Capítulo 149
(Juego Tembloroso y el Preludio de la Guerra (1))
Dejando atrás a los sirvientes, que permanecían inmóviles como aturdidos, el Duque Madeleine apretó los dientes y subió corriendo las escaleras. La voz de Jade gritó con fiereza y le azotó el oído con el duque.
"¡La presencia de Olivia en el palacio imperial no es voluntaria!"
Anoche, Jade no estaba solo cuando regresó a la mansión a última hora de la mañana. Eran cuatro: dos caballeros de aspecto terrible, pero con ojos feroces, un caballero de ojos verde claro y una persona que apenas respiraba. El duque notó que tres de los cuatro estaban aprisionados y Jade gritó como un loco. Mientras los sirvientes del duque salían uno a uno ante el fuerte ruido, Jade gritó con la mirada entrecerrada. El príncipe amenazó a los caballeros de Vikander. Así que fue al palacio imperial...
Como si no pudiera soportar continuar, se mordió los labios. En cuanto dedujo el resto de las palabras entrecortadas, duque Madeleine, Giovanni perdió la mente y se quedó aturdido. Y en ese momento, oí una voz mezclada con llanto en mi oído, que parecía húmedo.
"¡Cómo...! ¡Es por mi culpa!"
Ezela, que evitaba incluso encontrarse cara a cara con su padre, bajó corriendo las escaleras llorando. Y él se aferró a Giovanni delante de muchos sirvientes. Confundidas, Verónica y su doncella Sally entraron corriendo e intentaron levantarla, pero fue inútil.
"Padre, por favor. Entregué una carta de Su Alteza el Príncipe Heredero a mi hermana.”
Por primera vez, Giovanni pensó en Olivia, que estaría lejos, en lugar de en su hija, que se entristecía incluso por una gota de lágrima. La niña que conoció a la emperatriz y que estaba tan asustada, la niña que ahora está en el palacio imperial bajo la presión del príncipe...
"Si no lo haces, realmente matarás a todos."
Al recordar el rostro que ni siquiera podía llorar con su voz húmeda, Giovanni sintió una punzada como si le hubieran arrancado el corazón. Tienes que salvarlo. Al menos una vez, pensé que debía hacer lo que pudiera en lugar de arrepentirme. Y Giovanni, al igual que Conrad y Jade, eran claramente conscientes de que este era el momento... Cuando el duque pidió audiencia, Leopold entró corriendo en la sala de la reunión. ¿Podría ser que el lugar al que se dirige la desaparecida Olivi? ¿El sorprendido duque vino a verme de inmediato?

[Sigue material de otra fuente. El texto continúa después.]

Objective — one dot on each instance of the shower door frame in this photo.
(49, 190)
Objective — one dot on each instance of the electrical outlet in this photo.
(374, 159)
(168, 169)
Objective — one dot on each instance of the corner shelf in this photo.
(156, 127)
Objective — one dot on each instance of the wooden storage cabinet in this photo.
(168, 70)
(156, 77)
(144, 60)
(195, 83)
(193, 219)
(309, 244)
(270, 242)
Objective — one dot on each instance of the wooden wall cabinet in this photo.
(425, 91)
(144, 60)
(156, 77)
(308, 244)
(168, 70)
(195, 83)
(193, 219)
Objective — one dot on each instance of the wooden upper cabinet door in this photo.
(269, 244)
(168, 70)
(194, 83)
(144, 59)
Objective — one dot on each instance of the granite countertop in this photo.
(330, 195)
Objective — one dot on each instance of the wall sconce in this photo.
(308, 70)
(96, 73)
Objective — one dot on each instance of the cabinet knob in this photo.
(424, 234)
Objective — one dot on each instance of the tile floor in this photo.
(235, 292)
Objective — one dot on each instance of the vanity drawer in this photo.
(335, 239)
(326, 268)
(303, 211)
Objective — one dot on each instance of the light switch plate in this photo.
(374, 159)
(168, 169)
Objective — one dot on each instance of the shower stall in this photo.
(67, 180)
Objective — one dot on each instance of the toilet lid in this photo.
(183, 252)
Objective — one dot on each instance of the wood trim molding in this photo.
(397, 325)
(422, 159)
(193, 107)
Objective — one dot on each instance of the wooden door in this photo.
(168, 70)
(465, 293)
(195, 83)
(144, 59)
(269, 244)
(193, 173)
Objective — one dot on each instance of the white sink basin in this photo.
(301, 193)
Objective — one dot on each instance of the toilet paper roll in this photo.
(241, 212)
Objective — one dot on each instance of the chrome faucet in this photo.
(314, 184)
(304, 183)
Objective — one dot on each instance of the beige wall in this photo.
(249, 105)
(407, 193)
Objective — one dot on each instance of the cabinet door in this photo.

Pero tan pronto como se abrió la puerta del altar, Leopold notó que el duque, que... Ni siquiera se había cortado el pelo despeinado, abrió la boca apresuradamente.
“… Mi hija, ¿dónde está? ¡Su Alteza…!”
Esas palabras que brotan con amargura no benefician en absoluto a Leopold. El paradero de Olivia había vuelto al punto de partida. ¿Y si era un lugar donde ni siquiera los magos podían rastrearlo…? Después de todo, era Vikander. Así que Leopold decidió aprovechar el momento con agilidad. Rápidamente giró la cabeza y pronunció las palabras.
“… La princesa, que será mi lluvia y tu hija…”
Sus ojos ansiosos se volvieron hacia Leopold. Leopold cerró los ojos ligeramente.
“…La secuestraron en este momento.”
“¡Su Alteza!”
“Vikander…”
En un instante, los ojos del duque se abrieron de par en par como si hubiera recibido un disparo repentino. Al ver las intensas emociones que revelaba un duque de sangre férrea, Leopold frunció el ceño y sonrió para sus adentros. Me gusta ser tan emotivo ahora.
"... Por el Gran Duque."
Por muy emotivo que sea, sería bueno tenerlo en tus manos y usarlo a voluntad. Leopold agitó su pañuelo blanco como para cubrirse la boca antes de que el duque, que solo hacía pucheros, pudiera hablar más.
"No solo eso. Vikander me lo tiró."
Ahora, tenía que ser la intención de Vikander, no de Olivia, quien me lanzó el pañuelo. Sus brillantes ojos azules recitaban con evidente odio.
"Se ha emitido una declaración de guerra. Me pregunto si el imperio está tan indefenso."
Leopold torció lentamente las comisuras de los labios. Como si hubiera recuperado la compostura, el duque cerró la boca con seriedad. Al ver ese brillante cabello plateado, pensé en mi padre, que solo había barrido el retrato quemado con su cabello blanco que había sido contado. Alguien que ya no es apto para el puesto de emperador. Aun así, como hijo, debo guardarme ese último movimiento. Leopold sonrió y dijo lentamente.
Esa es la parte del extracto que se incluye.